The observability setup uses a dual-routing OTEL Collector:

Application → OTEL Collector → Jaeger → Jaeger UI (http://localhost:16686)
                             → SigNoz → SigNoz UI (http://localhost:3080)

Application Configuration

Configure your agent framework to send traces to the OTEL Collector:

// Recommended: Use OTEL Collector for dual routing to Jaeger + SigNoz
process.env.OTEL_EXPORTER_OTLP_ENDPOINT = "http://localhost:14318/v1/traces";
process.env.OTEL_SERVICE_NAME = "inkeep-agents";

// Alternative endpoints:
// OTLP HTTP: http://localhost:14318/v1/traces (default)
// OTLP gRPC: http://localhost:14317/v1/traces
// Direct to Jaeger: http://localhost:24318 (Jaeger only)

Accessing the UI

Once the stack is running, access SigNoz at: http://localhost:3080

You can also access:

Stopping Services

# Stop the entire stack
docker compose down

Using SigNoz UI

The Traces page provides detailed request tracing:

Viewing Traces

The SigNoz traces interface provides comprehensive visibility into your agent operations:

SigNoz Traces Explorer showing inkeep-chat service traces with timestamp, service name, operation name, duration, HTTP method, and response status code columns

The traces explorer shows:

  • Timestamp: When each span occurred
  • Service Name: The service that generated the span (e.g., inkeep-chat)
  • Operation Name: Specific operations like ai.generateObject, tls.connect, ai.toolCall
  • Duration: How long each operation took (in milliseconds)
  • HTTP Method: For HTTP operations, shows the method (POST, GET, etc.)
  • Response Status Code: HTTP status codes (200, 404, etc.)

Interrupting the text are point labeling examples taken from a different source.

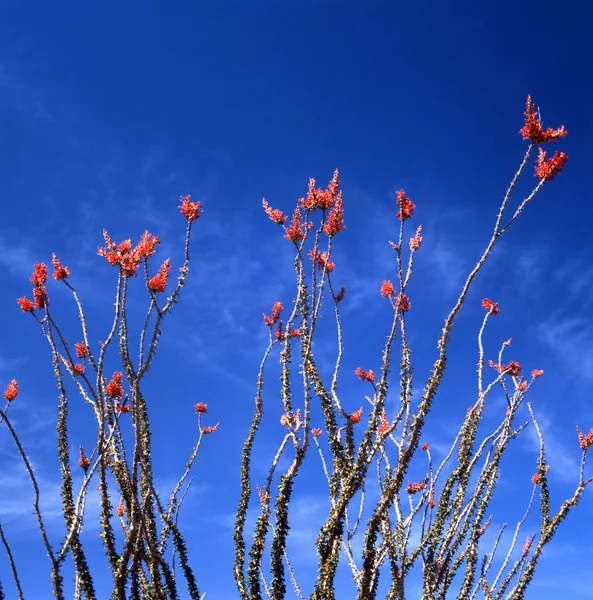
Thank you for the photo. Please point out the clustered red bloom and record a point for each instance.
(275, 215)
(384, 426)
(83, 461)
(322, 261)
(387, 289)
(402, 303)
(414, 488)
(81, 350)
(545, 170)
(537, 478)
(114, 388)
(60, 272)
(533, 130)
(190, 210)
(12, 391)
(25, 304)
(296, 232)
(416, 241)
(276, 310)
(585, 440)
(365, 375)
(355, 418)
(491, 307)
(406, 206)
(158, 283)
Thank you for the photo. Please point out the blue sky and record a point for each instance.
(110, 113)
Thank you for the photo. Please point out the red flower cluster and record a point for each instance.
(532, 130)
(491, 307)
(60, 272)
(406, 206)
(12, 391)
(275, 215)
(355, 418)
(114, 388)
(545, 170)
(158, 283)
(365, 375)
(276, 310)
(585, 440)
(322, 261)
(387, 289)
(190, 210)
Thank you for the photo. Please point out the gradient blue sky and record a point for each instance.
(109, 113)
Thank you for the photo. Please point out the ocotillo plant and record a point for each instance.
(432, 528)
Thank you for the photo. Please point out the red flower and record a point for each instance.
(416, 241)
(491, 307)
(12, 390)
(545, 170)
(60, 272)
(39, 276)
(190, 210)
(114, 388)
(402, 303)
(83, 461)
(335, 221)
(26, 305)
(322, 261)
(158, 283)
(276, 310)
(81, 350)
(364, 375)
(296, 232)
(406, 207)
(585, 440)
(387, 289)
(275, 215)
(355, 418)
(533, 130)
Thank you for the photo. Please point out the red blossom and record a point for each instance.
(355, 418)
(276, 310)
(296, 232)
(416, 241)
(114, 388)
(545, 170)
(275, 215)
(532, 130)
(585, 440)
(158, 283)
(81, 350)
(25, 304)
(365, 375)
(491, 307)
(39, 276)
(387, 289)
(60, 272)
(406, 206)
(322, 261)
(12, 391)
(190, 210)
(402, 303)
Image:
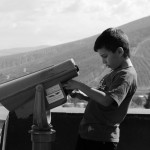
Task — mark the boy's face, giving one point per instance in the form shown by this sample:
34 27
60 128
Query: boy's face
110 59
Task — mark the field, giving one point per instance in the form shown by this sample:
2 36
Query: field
89 63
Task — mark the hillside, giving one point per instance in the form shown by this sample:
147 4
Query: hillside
91 67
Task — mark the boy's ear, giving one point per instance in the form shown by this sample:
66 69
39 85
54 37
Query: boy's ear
120 51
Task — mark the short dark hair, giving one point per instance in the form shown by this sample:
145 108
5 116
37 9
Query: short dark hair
111 39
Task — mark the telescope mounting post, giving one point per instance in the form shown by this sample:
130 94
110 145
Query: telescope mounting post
42 134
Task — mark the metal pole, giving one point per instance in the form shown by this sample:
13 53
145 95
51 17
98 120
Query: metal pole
42 134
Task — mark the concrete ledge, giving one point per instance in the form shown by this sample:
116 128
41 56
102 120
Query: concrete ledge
62 109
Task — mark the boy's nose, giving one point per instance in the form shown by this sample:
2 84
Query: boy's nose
104 61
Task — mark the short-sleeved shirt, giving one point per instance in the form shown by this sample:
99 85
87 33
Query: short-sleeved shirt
102 123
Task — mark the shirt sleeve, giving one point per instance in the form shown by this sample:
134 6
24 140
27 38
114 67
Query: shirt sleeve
119 88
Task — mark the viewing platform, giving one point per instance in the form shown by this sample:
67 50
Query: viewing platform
135 129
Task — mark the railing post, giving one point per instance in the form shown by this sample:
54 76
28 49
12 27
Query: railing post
42 134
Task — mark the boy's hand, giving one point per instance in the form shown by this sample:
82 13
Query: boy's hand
72 85
76 94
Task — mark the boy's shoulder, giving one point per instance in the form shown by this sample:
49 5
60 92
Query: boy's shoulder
128 72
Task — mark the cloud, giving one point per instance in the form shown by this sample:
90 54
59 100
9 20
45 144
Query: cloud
56 21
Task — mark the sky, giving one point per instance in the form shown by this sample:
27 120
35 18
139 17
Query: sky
27 23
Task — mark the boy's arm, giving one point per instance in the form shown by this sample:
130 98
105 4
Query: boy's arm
94 94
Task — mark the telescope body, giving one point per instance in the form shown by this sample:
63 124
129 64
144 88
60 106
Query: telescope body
17 92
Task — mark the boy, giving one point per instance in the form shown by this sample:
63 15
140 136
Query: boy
108 104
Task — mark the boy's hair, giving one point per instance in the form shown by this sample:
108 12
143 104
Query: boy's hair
111 39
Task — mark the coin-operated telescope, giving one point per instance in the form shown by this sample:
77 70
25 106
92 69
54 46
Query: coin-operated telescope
42 90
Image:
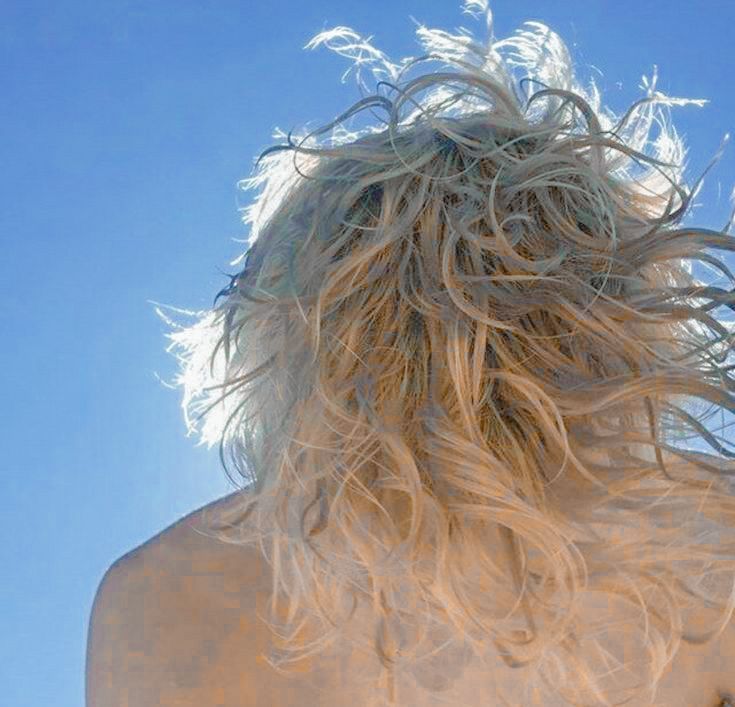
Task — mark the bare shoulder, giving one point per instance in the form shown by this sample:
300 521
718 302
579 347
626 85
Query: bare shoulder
167 613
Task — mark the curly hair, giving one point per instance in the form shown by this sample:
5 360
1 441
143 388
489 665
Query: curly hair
455 365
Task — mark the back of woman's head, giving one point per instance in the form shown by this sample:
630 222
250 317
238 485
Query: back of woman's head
456 359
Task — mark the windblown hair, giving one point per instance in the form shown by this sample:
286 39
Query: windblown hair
454 366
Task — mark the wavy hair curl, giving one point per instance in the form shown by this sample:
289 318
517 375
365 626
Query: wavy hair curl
455 366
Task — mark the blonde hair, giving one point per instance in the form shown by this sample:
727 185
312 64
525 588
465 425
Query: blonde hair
454 365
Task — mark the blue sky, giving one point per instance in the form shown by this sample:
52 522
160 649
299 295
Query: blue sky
124 129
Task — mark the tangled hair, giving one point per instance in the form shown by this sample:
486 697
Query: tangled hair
455 364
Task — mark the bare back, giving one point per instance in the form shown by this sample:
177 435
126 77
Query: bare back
187 609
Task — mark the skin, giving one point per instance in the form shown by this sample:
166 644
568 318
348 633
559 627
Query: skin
175 624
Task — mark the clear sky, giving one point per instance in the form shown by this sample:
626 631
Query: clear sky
124 128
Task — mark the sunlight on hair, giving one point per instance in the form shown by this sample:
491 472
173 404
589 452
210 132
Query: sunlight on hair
459 371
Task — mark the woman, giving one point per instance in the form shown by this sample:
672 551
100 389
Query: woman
451 372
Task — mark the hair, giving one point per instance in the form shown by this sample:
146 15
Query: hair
456 361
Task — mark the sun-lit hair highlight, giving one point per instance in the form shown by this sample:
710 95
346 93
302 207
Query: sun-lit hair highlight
458 365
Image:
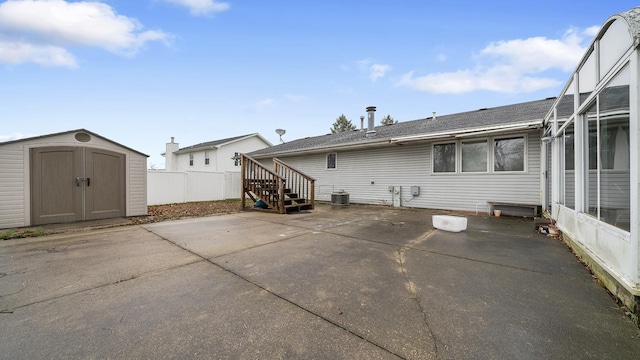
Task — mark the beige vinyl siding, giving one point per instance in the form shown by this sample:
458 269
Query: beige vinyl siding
12 187
367 175
15 206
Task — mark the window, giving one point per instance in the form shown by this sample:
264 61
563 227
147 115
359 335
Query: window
444 158
474 156
569 167
332 161
607 154
508 154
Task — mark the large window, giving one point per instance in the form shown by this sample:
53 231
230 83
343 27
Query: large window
607 170
474 156
508 154
444 158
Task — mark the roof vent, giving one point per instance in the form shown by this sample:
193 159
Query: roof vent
83 137
371 131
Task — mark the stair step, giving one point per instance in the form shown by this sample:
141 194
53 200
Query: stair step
299 201
297 207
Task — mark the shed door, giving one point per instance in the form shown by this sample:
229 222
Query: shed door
104 184
73 184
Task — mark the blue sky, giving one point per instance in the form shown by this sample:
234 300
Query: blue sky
139 72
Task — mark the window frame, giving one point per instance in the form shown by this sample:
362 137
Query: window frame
487 157
525 153
455 157
335 161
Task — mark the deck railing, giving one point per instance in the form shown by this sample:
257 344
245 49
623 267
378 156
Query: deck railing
260 183
296 182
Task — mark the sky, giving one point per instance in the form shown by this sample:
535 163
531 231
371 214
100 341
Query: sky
140 72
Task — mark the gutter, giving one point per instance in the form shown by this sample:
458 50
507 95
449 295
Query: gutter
322 149
467 133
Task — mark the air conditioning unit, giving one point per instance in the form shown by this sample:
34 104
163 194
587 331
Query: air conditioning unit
340 198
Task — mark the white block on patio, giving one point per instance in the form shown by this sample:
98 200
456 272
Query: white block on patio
449 223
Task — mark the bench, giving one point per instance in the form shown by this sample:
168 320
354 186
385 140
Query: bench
501 205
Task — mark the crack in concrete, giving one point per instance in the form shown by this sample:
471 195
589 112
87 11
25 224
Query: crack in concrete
411 288
301 307
129 278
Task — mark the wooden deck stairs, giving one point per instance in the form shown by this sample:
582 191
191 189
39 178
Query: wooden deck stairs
281 190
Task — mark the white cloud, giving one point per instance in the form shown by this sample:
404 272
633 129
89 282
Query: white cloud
513 66
374 71
296 98
264 104
46 28
47 55
201 7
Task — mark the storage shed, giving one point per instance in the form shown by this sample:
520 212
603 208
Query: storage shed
70 176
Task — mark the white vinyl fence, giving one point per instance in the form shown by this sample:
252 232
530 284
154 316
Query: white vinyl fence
170 187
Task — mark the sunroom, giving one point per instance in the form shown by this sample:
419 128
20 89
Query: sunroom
591 144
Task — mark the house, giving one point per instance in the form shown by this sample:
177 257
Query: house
591 136
468 161
577 155
70 176
217 155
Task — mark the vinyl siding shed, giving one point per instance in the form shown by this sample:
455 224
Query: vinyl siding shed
69 176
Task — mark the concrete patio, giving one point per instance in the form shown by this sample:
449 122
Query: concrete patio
356 282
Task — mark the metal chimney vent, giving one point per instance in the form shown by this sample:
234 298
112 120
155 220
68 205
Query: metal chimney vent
371 131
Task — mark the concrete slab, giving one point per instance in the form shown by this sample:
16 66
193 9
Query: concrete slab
194 311
49 267
360 282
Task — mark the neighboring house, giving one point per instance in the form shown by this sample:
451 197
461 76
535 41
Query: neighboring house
218 155
465 161
594 156
70 176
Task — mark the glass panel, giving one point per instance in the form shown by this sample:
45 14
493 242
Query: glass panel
613 45
474 156
591 160
509 154
444 158
587 77
569 167
331 161
615 180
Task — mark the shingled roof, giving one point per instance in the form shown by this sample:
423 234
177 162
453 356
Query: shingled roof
531 112
216 143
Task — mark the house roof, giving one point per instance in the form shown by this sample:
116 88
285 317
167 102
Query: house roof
220 142
522 115
71 132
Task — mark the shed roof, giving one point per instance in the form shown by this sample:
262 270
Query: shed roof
70 132
526 113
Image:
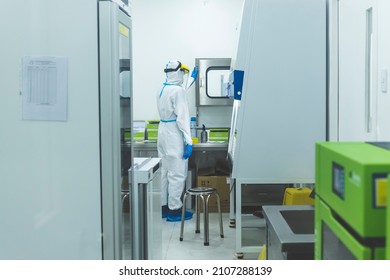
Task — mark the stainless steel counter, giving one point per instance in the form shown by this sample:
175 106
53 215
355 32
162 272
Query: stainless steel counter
290 231
210 146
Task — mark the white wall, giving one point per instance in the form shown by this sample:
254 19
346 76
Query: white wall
182 30
49 170
383 116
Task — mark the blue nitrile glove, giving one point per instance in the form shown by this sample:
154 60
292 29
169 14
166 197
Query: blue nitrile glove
188 151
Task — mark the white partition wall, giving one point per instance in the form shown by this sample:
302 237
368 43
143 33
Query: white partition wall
51 190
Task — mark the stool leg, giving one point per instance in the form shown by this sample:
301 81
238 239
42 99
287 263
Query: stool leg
197 230
206 221
220 216
182 216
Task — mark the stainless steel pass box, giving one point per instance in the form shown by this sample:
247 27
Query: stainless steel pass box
212 82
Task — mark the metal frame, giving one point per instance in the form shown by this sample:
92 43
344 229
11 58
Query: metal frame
109 17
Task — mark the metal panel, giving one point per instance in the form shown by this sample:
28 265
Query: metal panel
206 66
111 22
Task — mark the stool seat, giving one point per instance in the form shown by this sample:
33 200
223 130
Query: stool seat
204 193
205 190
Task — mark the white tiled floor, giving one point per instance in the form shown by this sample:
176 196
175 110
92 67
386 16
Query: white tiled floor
192 247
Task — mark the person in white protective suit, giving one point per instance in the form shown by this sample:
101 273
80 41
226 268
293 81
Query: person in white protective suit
174 142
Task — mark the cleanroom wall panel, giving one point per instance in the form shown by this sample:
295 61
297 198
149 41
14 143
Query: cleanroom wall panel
357 58
283 111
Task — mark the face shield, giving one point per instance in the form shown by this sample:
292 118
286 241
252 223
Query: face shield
177 73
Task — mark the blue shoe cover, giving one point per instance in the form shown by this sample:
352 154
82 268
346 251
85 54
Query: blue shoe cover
175 216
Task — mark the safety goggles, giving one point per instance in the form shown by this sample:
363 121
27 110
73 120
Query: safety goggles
181 66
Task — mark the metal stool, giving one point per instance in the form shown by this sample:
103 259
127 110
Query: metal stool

Key features of the traces view:

  • Filtering Options: Use the left sidebar to filter by duration, deployment environment, service name, and more

  • Time Range Selection: Choose from preset ranges or custom time periods

  • Multiple Views: Switch between List View, Traces, Time Series, and Table View

  • Real-time Updates: Traces refresh automatically to show new data

  • Trace List: Browse all traces with filtering options

  • Trace Details: Drill down into individual traces

  • Span Timeline: See the execution flow across agents

Filtering Traces

# Filter by service
service_name = "inkeep-chat"

# Filter by operation
operation = "agent.generate"

# Filter by status
status = "error"

# Filter by duration
duration > 1000ms

# Filter by custom attributes
agent.id = "customer-support-agent"

Analyzing Individual Traces

When you click on a specific trace from the list, you'll see the detailed trace view with a flamegraph visualization:

SigNoz Trace Details showing flamegraph visualization with span hierarchy, timing information, and detailed span attributes

Flamegraph Visualization:

  • Horizontal Bars: Each bar represents a span (operation) in your trace
  • Bar Width: Proportional to the duration of the operation
  • Color Coding:
    • Blue bars: Successful operations
    • Red bars: Operations with errors

Key Information Displayed:

  • Total Spans: Total number of operations in this trace (e.g., 122)
  • Error Spans: Number of spans that encountered errors (e.g., 19)
  • Trace Duration: Total time for the entire trace (e.g., 5.2 mins)
  • Timestamp: When the trace occurred
  • Service: The primary service (e.g., inkeep-chat)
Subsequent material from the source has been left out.